A small temple, covering the footprints of the Buddha, near the Mahabodhi temple, Bodhgaya (Bihar). 27 December 1824
Artist: D'Oyly, Sir Charles (1781-1845)
Medium: Pen and ink on paper
Pen and ink drawing of a small temple, covering the footprints of the Buddha, near the Mahabodhi temple, Bodhgaya in Bihar, by Sir Charles D'Oyly (1781-1845), from an Album of 80 drawings of views in Bengal and Bihar taken between January 1823 and May 1825.
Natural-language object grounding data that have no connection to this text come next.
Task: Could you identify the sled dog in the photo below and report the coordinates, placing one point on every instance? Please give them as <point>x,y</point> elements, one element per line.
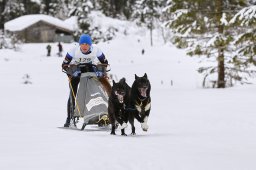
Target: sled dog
<point>117,101</point>
<point>140,102</point>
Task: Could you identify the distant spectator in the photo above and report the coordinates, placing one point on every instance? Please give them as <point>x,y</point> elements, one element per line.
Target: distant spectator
<point>60,49</point>
<point>48,47</point>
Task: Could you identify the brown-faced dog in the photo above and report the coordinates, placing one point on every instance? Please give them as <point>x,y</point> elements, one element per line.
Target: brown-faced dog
<point>140,102</point>
<point>117,101</point>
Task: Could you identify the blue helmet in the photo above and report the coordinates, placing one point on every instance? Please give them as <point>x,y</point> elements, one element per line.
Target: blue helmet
<point>85,39</point>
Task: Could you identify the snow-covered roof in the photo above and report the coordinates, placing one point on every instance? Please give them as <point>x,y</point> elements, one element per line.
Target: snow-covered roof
<point>20,23</point>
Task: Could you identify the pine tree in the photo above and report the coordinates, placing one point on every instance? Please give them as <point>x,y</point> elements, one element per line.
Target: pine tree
<point>81,9</point>
<point>244,43</point>
<point>148,12</point>
<point>13,9</point>
<point>59,9</point>
<point>202,27</point>
<point>2,7</point>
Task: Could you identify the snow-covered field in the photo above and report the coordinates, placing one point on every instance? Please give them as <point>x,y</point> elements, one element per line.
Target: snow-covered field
<point>190,128</point>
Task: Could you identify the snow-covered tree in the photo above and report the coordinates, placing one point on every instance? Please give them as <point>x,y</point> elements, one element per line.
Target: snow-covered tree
<point>202,27</point>
<point>13,9</point>
<point>148,12</point>
<point>244,42</point>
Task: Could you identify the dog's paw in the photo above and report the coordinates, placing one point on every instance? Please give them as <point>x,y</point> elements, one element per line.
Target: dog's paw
<point>144,126</point>
<point>124,125</point>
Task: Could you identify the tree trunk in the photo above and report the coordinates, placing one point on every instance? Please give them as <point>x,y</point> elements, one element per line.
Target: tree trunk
<point>151,36</point>
<point>221,66</point>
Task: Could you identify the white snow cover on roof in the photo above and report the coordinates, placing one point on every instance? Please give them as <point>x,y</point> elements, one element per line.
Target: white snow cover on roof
<point>25,21</point>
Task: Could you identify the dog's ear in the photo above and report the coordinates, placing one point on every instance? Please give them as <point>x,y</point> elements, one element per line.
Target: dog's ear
<point>122,80</point>
<point>136,77</point>
<point>145,75</point>
<point>114,82</point>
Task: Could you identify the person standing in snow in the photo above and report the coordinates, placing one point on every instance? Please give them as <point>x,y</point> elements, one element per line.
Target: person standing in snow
<point>84,52</point>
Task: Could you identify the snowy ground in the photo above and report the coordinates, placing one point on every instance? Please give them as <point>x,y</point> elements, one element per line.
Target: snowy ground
<point>190,128</point>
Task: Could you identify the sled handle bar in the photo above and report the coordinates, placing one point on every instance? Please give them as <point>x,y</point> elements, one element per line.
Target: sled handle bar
<point>81,65</point>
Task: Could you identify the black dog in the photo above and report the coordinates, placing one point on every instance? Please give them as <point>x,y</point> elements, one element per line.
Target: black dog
<point>118,98</point>
<point>140,102</point>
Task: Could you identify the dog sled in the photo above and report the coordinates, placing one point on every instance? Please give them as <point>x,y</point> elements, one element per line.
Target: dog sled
<point>90,105</point>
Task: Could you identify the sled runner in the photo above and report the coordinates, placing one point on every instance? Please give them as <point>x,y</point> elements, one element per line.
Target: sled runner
<point>91,101</point>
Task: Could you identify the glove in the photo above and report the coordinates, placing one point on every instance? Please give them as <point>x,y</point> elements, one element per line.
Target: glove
<point>76,73</point>
<point>144,126</point>
<point>124,125</point>
<point>99,74</point>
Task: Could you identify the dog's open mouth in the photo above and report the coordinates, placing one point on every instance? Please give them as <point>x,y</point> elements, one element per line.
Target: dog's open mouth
<point>120,97</point>
<point>143,91</point>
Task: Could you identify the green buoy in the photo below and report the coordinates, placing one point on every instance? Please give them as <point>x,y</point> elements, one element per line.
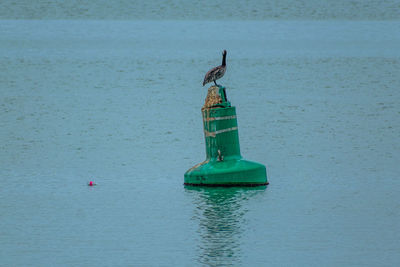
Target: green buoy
<point>224,166</point>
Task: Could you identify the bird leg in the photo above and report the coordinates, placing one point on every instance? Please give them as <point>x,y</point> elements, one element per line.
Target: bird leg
<point>226,98</point>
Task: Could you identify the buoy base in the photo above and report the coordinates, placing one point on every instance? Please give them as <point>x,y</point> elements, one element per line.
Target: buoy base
<point>229,173</point>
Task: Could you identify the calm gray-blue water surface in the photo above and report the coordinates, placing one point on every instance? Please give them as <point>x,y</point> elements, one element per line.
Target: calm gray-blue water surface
<point>118,102</point>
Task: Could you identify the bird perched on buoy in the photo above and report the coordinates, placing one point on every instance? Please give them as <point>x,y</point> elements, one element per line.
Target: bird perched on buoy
<point>217,72</point>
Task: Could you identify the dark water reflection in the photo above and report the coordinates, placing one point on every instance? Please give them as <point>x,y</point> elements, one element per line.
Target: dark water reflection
<point>220,213</point>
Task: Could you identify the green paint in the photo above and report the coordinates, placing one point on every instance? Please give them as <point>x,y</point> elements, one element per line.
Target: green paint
<point>224,166</point>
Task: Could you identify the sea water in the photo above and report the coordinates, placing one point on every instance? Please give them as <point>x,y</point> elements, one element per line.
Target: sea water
<point>118,102</point>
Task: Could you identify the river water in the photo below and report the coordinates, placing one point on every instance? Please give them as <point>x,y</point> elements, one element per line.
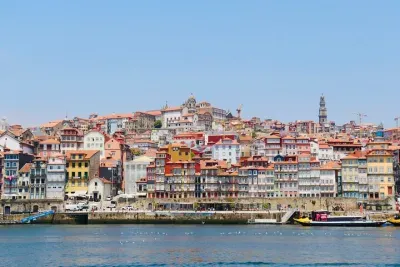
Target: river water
<point>201,245</point>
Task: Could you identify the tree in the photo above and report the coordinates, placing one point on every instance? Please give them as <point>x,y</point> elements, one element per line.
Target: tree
<point>157,124</point>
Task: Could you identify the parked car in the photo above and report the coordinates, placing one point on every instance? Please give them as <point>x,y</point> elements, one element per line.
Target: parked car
<point>112,204</point>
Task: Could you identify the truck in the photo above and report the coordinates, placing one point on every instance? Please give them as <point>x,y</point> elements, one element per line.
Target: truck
<point>72,207</point>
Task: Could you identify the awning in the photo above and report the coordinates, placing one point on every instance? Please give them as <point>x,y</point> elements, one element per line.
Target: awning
<point>78,194</point>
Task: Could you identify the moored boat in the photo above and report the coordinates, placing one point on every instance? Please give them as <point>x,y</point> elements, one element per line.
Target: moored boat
<point>395,220</point>
<point>322,218</point>
<point>357,223</point>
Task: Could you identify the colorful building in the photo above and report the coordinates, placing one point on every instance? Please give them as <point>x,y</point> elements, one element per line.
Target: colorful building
<point>56,176</point>
<point>380,174</point>
<point>82,165</point>
<point>13,162</point>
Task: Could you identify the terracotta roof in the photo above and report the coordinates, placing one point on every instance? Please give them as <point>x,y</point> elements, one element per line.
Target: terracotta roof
<point>288,138</point>
<point>324,146</point>
<point>26,168</point>
<point>379,153</point>
<point>116,116</point>
<point>50,124</point>
<point>49,142</point>
<point>105,181</point>
<point>154,112</point>
<point>150,153</point>
<point>88,153</point>
<point>271,167</point>
<point>172,109</point>
<point>350,156</point>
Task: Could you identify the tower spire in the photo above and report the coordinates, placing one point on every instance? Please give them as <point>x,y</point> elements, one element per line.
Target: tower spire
<point>323,112</point>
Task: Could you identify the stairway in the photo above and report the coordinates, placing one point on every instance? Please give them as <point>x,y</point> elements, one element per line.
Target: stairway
<point>288,215</point>
<point>36,216</point>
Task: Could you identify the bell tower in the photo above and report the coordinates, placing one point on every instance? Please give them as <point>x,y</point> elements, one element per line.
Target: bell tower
<point>323,112</point>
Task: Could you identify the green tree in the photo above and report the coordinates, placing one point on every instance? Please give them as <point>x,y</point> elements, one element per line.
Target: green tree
<point>157,124</point>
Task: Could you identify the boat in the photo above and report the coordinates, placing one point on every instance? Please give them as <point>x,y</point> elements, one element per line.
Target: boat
<point>324,219</point>
<point>395,220</point>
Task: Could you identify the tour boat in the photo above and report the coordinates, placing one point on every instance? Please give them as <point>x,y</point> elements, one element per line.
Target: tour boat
<point>323,219</point>
<point>395,220</point>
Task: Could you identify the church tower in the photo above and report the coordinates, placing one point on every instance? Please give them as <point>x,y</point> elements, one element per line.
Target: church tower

The Mahabodhi Temple complex is one of the holiest sites related to the life of the Buddha as it is the place where he attained enlightenment. The present temple dates from the 7th century with later additions, and was built on the site of a previous temple erected by Emperor Ashoka in the 3rd century BC. The temple consists of a central sanctuary with a tall pyramidal tower that is over 50 metres high and houses a large gilded image of the Buddha. The temple is built in front of the Bodhi Tree, the tree under which the Buddha obtained enlightenment, which is surrounded by a quadrangular stone railing that dates to the 2nd century BC. This image is the original drawing for plate 19 of 'Sketches of the New Road in a Journey from Calcutta to Gyah' (Calcutta, 1830). D'Oyly wrote: "This singular pile seems to have been erected for preliminary worships previous to the entrance of Pilgrims into the body of the Sacred Edifice, at the door of which it is situated. In the centre of the sqaure is a large black stone slab bearing the impression of the feet of Bhood and leaning against against the 4 pillars are grey stone images, some rudely and others well and sharply cut. The figures are generally representations of Bhood distinguished by his close curled locks, dismembered nose, and thick lips. The apartments seen on the right hand of the plate are appropriated to the use of the Priests of the Temple."